Private loans may be fixed or may have a variable rate tied to Libor, prime or T-bill rates, which means that when the Fed cuts rates, borrowers will pay less in interest, although how much less will vary by the benchmark and the terms of the loan.

If you have a mix of federal and private student loans, consider prioritizing paying off your private loans first or refinance your private loans to lock in a lower fixed rate if possible.

Savings

As a result of preceding changes in interest rates, savings rates — the annual percentage yield banks pay consumers on their money — are now as high as 2%, up from 0.1%, on average, before the Federal Reserve started increasing its benchmark rate in 2015.

With the Fed's benchmark rate back to essentially zero, those recent gains in savings rates will erode immediately.

Already, according to the FDIC, the average savings account rate is a mere 0.09% or even less at some of the largest retail banks. However, nline banks pay 10 times or 20 times that because they have fewer overhead expenses than traditional brick-and-mortar banks.

Consumers should aim to secure a deposit rate that at least beats inflation, according to Richard Barrington, a financial expert at MoneyRates.com.

Alternatively, lock in a higher rate with a one-, three- or five-year certificate of deposit although that money isn't as accessible as it is in a savings account and, for that reason, does not work well as an emergency fund.

Mortgages

The economy, the Fed and inflation all have some influence over long-term fixed mortgage rates, which generally are pegged to yields on U.S. Treasury notes.

As a result, mortgage rates are already substantially lower since the end of last year. 

That means that if you bought a house last year, you may want to consider refinancing at a lower rate.

Many homeowners with adjustable-rate mortgages, which are pegged to a variety of indexes such as the prime rate, Libor or the 11th District Cost of Funds, may see their interest rate go down as well, although not immediately as ARMs generally reset just once a year.

This is better news for consumers with home equity lines of credit, according to Holden Lewis, NerdWallet's home expert.

Auto loans

For those planning on purchasing a new car, the Fed decision likely will not have any big material effect on what you pay.

Auto loan rates are still relatively low, even after years of rate hikes.
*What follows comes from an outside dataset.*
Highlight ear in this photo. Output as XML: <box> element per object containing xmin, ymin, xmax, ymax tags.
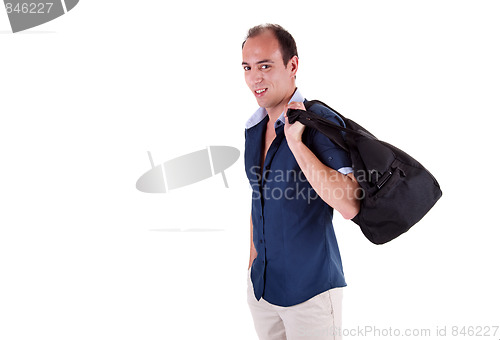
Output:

The average interest rate on auto loans is 5.7%, according to Edmunds. Separate research from WalletHub shows that the best rates are snagged through manufacturer financing (34% below average).

However, since new cars are often financed by car manufacturers, these low rates will lower their costs, as well, and could mean car shoppers will be able to negotiate more successfully, according Tendayi Kapfidze, chief economist at LendingTree, an online loan marketplace.